While the idea of increasing security by fostering positive relationships with individuals is generally accepted, things get more complicated when we examine the specifics. Participation, when mentioned, is often met with ambivalence or even outright refusal in favour of maintaining established positions. It is frequently reduced to a mere consultation.
Indeed, unlike the Anglo-Saxon model, which views collective action as a space for conflict and recognises the individual as a social actor in the true sense of the term, France remains committed to a top-down conception of action. The expression prise en charge (“taking care of“) gives the impression that there is a superior and an inferior. However, when I say this, prison staff often reply that they work with prisoners. I understand that they need to make themselves believe this. If they were to admit that they are in a dominant position and that they have in front of them a dominated person on whom they act, they could not do what they do, or at least not as comfortably. They are neither robots nor cold-hearted monsters, but in the way they are asked to act with programmes and devices, they are part of an asymmetrical relationship.
Another limitation relates to the issue of risk. To implement a dynamic security policy, one must understand and accept the risk of yielding control over the security dialogue to prisoners.
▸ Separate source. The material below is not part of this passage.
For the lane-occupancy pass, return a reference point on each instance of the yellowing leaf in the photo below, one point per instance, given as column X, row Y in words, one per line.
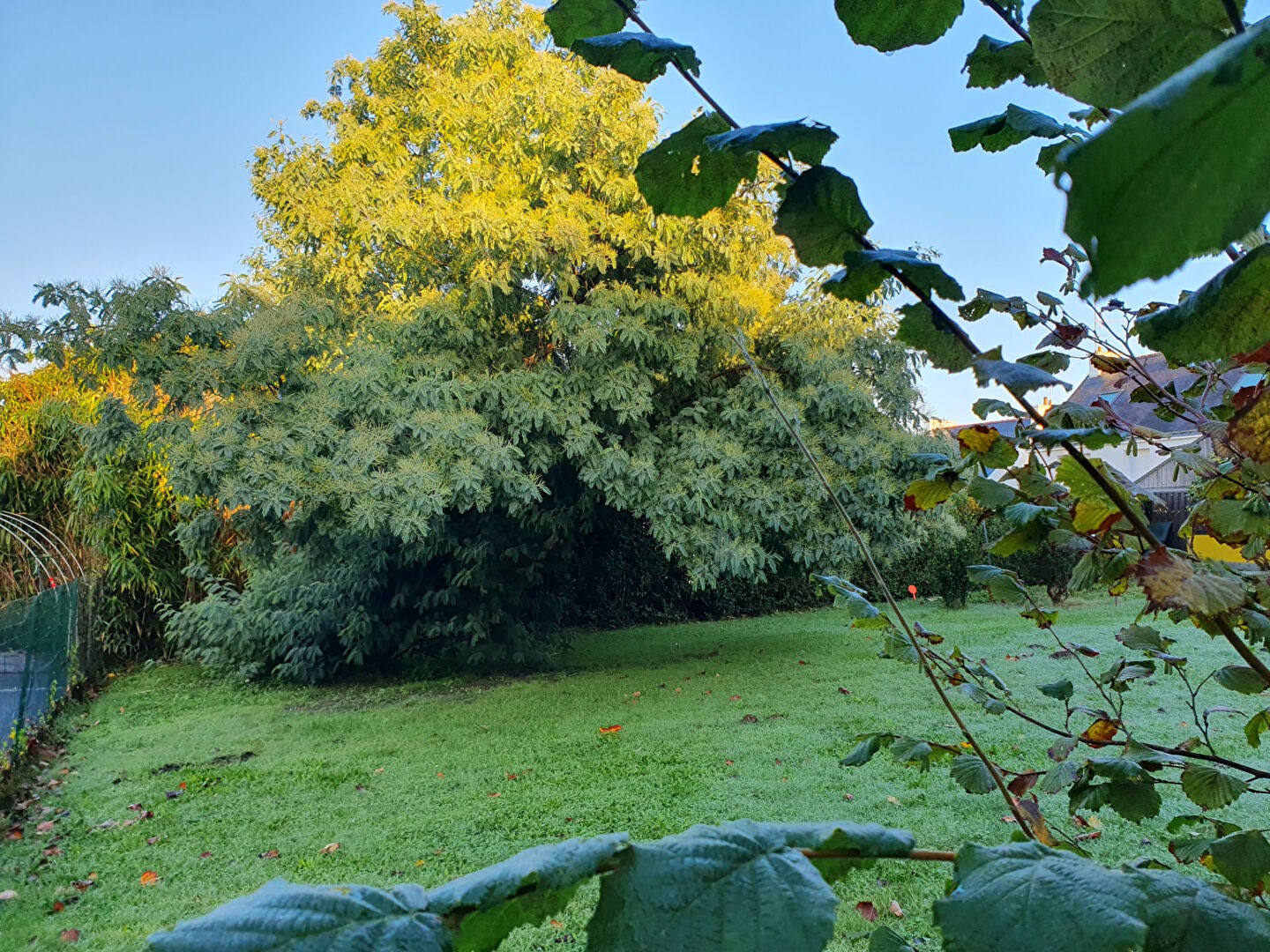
column 1102, row 732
When properly guided and institutionalised, this practice helps bring together individuals who are compelled to meet, talk, and get to know one another, ultimately transforming violence into conflict. To achieve this, it’s necessary to provide spaces for conflict resolution where dialogue and social connections are restored. When there are no spaces for prisoners to express their grievances, violence can become the mode of communication that they use to make themselves heard.
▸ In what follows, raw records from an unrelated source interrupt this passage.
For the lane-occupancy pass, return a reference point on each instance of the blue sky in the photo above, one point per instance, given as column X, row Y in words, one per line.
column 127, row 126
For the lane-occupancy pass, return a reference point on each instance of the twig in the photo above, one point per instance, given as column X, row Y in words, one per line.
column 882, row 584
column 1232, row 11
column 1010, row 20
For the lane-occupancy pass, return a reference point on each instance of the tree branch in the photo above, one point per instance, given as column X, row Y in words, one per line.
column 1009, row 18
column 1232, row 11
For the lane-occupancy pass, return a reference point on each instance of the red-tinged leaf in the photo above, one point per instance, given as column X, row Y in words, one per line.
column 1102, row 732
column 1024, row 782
As the sociologist Antoinette Chauvenet says, “It is precisely because prisoners are denied peaceful means of making themselves heard that they resort to the means left to them, turning against themselves, others, or the organisation, using the latter’s weapons of violence or fear, and creating incidents.” The goal is not to trivialise matters and give moral lessons to prisoners, but to take seriously what they have to say, engage in the debate, and give it meaning.
Certainly, the challenge is stimulating: how, through the lens of dynamic security, can we create more democratic and reasoned spaces for dialogue that mobilise participation, even in the highly constrained environment that is prison? Ultimately, we must think and open up new possibilities!